(It is awfully hard to write a decent review with a Siamese cat sitting on your mousepad and a terrier licking your pant leg ever so tenderly/persistently, but I will try my best…)
It’s a rare book that makes me want to rush out and read everything else that the author has ever written (including archived blog posts). Are you searching for a story that is fun, suspenseful, a little strange, and packed with dry humor? Well, you’ve got it all right here. Maureen Johnson’s devilish is so good. It’s just so good. Read this:
My sister, Joan, was picking all of the green and orange pieces out of her bowl of Froot Loops when I came downstairs. Spread out in front of her were some books and papers. Joan never actually did her homework. I’m not sure Joan actually knew that she was supposed to do it – I think she may have been under the impression that she was just supposed to watch over it for the night and make sure nothing happened to it. Every morning, she took it out and checked to make sure that every page was as blank, every problem was as undone, and every answer was just as unwritten as when she’d first taken it under her wing.

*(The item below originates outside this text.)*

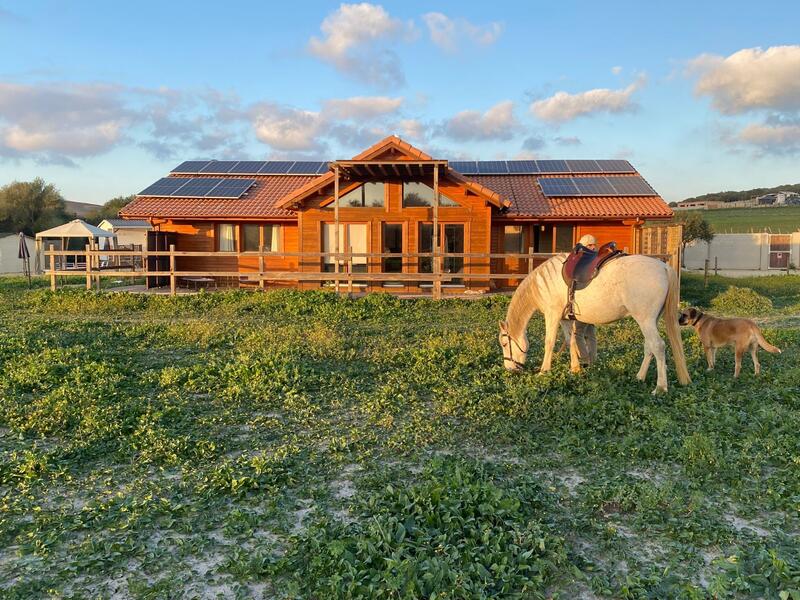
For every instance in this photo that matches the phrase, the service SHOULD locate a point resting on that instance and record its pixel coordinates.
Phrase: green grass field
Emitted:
(785, 219)
(301, 445)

Funny, yes? devilish is loaded with funny bits. I like funny. I don’t think it would be possible to read this book and not feel perked up, renewed, and ready to face your bedside stack of Sad Teenager Novels.
Jane Jarvis and her best friend Allison Concord are not the most popular girls at Saint Teresa’s Preparatory School for Girls. They’re quirky and they’re happy enough that way – or at least Jane is. When the devil shows up at Saint T’s, Allison is ready to give up everything – even her soul – in order to join the ranks of the cool. Jane must keep her head if she is going to outwit the “representative of the Satanic High Command, Hearth of the Cold and All-Consuming Fire, Destroyer of Worlds, Consumer of Souls, Taker of the Life Breath…” Does she do it? Read the book, my friends. Read the book. I think it’s refreshing to read a wholly enjoyable, romp of a story, no strings attached. I liked experiencing a story without feeling like the author is trying to show me The True Meaning of Life or teach me a Deep, Heartbreaking Lesson. This is not to imply that Johnson’s book is fluff. No, no, no. You’ll find only sharp, sophisticated writing between these covers, and a host of characters you’d follow into a sequel in a flash.
So treat your jaded, seen-it-all soul to a little devilish deliciousness. (It’s every bit as satisfying as that perfect pink cupcake, I promise).